A ex-diretora da Agência Nacional de Aviação Civil (Anac) Denise Abreu afirmou hoje, durante depoimento na Comissão de Infra-Estrutura do Senado, que a ministra-chefe da Casa Civil, Dilma Rousseff, nunca deu ordens expressas para que ela agisse de determinadas formas em qualquer caso envolvendo o setor aéreo. Contudo, ela ressaltou que Dilma a contestou de forma incisiva sobre as exigências feitas para a comprovação do capital estrangeiro na Volo, à época da negociação para a compra da VarigLog.

Agência Estado |

"Os senadores me perguntam: alguém te disse diretamente 'faça isso ou aquilo para aprovar tal caso?' De maneira nenhuma. A ministra Dilma nunca me mandou fazer nada. Mas eu fui fortemente questionada do porquê estava expedindo ofício para investigação sobre o capital estrangeiro", afirmou.

Durante a audiência pública, Denise também fez duras críticas ao artigo da lei que permite a recuperação judicial de concessionárias de serviços públicos. Segundo ela, este artigo é inconstitucional. "Nunca vi falar em recuperação de concessionária de serviços públicos. Se uma empresa concessionária de serviços públicos não cumpre suas obrigações, sua concessão tem de ser cassada", afirmou. Denise destacou que havia um parecer quando ela trabalhava na Casa Civil contrário a esse artigo e que ela assinava em concordância. Segundo a ex-diretora da Anac, o artigo só permite a recuperação judicial de empresas aéreas.

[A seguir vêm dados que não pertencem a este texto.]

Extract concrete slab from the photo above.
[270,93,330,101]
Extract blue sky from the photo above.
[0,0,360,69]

Ela disse que, quando trabalhava na Casa Civil, tratou do tema em reunião na Granja do Torto com o presidente Lula e o então ministro da Fazenda, Antonio Palocci. Mas, um dia depois, em uma outra reunião, desta vez no Palácio do Planalto, o governo decidiu aceitar este artigo apesar do parecer contrário dela, então secretária-adjunta de Assuntos Jurídicos da Casa Civil.